The people here are all flying to Jackson, and now things are different. Now, you feel like you're in someone's living room.
Now, we're on the plane getting ready to take off...but it's for Jackson, right? So it's like..."Your cousin is Julie Smith? She's in our church. There every sunday. Let me get your emails address..."
His wife was Carol..my wife is the oldest daughter of Julie...
They're all piecing together the quilt. The fabric that weaves us all together. Her daughter was Julie's 3rd cousin.
Hilarious. Just like over dinner tables in Monticello.
Not that so much that it's funny to see people piecing together "who do you know...and how are we related..."
this is standard dinner table conversation in the Mississippi pine forests but farrrr removed from conversations in the city.
In the city, everyone is a stranger and no one speaks. You learn not to even make eye contact. But in the country, everyone knows everyone else and if you don't step up and confess who your related to right off, there's gonna be trouble.
Mississippi is small and polite. Genteel. Society here is a tightly knit fabric.
The city is a nightmare of random strangers showing up in a bar and saying "Hi, handsome. I'm ready to go home."
One man says it's the first time he's flown.
The old man beside me somehow doesn't grasp the concept that the armrests on either side of him are not exclusively his. He sits like he's in his own private chair at the dinner table.
Eventually, I elbow him enough that he begins to understand how the "shared armrest" concept works. Either we can jockey for elbow room the entire flight to Jackson, or we can both remove our elbows from the arm rest and enjoy a sort of detente, akin to the armistice signed between Best Korea and South Korean. They are still technically at war, they just agrees to cease hostilites.
He starts coughing and wheezing and sneezing and blowing phlegm all over the plane. It's flights like this that make me question my own sanity. He's blowing snot into a rag and rocking back and forth. O Christ why doesn't someone get him committed into an old folks home so that normal people won't have to suffer through his fits?
Today is not a great travel day, but Monday was so much worse. On Monday, the jackass tried to leave me in the parking lot. It's the same stunt he's pulled before. I park my car. They hand me a slip, and when I turn to unplug the iphone charger from the cigarette lighter so iit won't drain my battery, the fucking bastard pulls away and leaves me, which is not a good start to a Monday.
So this time, I run him down and dog cuss his ass good and take my seat on the shuttle bus.

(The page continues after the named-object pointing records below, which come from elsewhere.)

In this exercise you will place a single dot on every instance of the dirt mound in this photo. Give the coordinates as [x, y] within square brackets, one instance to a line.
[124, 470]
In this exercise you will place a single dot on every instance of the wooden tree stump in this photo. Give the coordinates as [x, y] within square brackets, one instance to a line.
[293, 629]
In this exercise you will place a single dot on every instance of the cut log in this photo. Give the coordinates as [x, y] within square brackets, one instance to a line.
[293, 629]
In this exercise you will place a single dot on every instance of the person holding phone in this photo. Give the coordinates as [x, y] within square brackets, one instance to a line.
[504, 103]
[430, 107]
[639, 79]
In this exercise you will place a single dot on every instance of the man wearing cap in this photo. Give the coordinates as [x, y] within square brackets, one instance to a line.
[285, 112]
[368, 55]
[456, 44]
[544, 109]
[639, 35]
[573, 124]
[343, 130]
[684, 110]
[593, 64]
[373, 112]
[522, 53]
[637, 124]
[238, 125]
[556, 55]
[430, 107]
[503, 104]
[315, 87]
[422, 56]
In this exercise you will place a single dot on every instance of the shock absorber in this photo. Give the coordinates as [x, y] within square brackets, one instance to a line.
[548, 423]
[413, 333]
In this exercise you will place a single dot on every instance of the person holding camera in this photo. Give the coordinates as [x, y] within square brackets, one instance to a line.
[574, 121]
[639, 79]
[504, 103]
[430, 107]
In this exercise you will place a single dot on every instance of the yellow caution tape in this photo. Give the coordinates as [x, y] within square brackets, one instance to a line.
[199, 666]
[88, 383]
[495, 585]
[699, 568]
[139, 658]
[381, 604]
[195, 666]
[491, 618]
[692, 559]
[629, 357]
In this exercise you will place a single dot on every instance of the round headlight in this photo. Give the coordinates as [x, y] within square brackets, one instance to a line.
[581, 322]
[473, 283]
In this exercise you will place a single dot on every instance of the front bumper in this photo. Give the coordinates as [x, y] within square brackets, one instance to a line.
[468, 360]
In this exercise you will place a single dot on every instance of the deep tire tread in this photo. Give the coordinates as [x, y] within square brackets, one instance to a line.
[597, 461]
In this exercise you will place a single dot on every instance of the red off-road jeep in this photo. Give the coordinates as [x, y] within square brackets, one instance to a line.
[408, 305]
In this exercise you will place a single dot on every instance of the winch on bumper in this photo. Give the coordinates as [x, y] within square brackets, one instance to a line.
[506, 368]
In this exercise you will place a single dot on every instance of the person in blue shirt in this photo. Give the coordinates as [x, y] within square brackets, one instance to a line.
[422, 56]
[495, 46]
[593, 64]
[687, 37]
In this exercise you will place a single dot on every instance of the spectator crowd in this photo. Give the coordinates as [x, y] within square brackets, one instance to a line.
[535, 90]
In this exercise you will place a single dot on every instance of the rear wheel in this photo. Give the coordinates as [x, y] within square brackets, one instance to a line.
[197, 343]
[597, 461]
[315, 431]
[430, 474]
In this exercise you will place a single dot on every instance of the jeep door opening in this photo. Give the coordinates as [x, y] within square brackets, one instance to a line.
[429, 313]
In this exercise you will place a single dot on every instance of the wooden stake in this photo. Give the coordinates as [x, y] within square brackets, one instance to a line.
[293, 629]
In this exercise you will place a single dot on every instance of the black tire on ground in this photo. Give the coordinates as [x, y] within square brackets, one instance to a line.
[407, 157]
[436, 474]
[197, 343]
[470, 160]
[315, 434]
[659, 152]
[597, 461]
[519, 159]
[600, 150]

As soon as I get to the airport, I get the announcement that my flight is delayed. It's raining and foggy in San Francisco, which sucks because I don't have my Givi case on my bike and I don't have my rain gear because it goes in the case and we've already mentioned the case I think.
So, I'm looking forward to a delayed drive into work through the rain which is going to suck.
When we finally get to SFO, we land, but there's a plane at our gate, so we sit on the tarmac for another half hour. Finally, we get to the gate and I rush to get on my motorcycle.
The bike is really my one true joy. I love riding the bike through the city. it's a much needed adrenaline rush. Dangerous as hell, of course. But not something I could live without.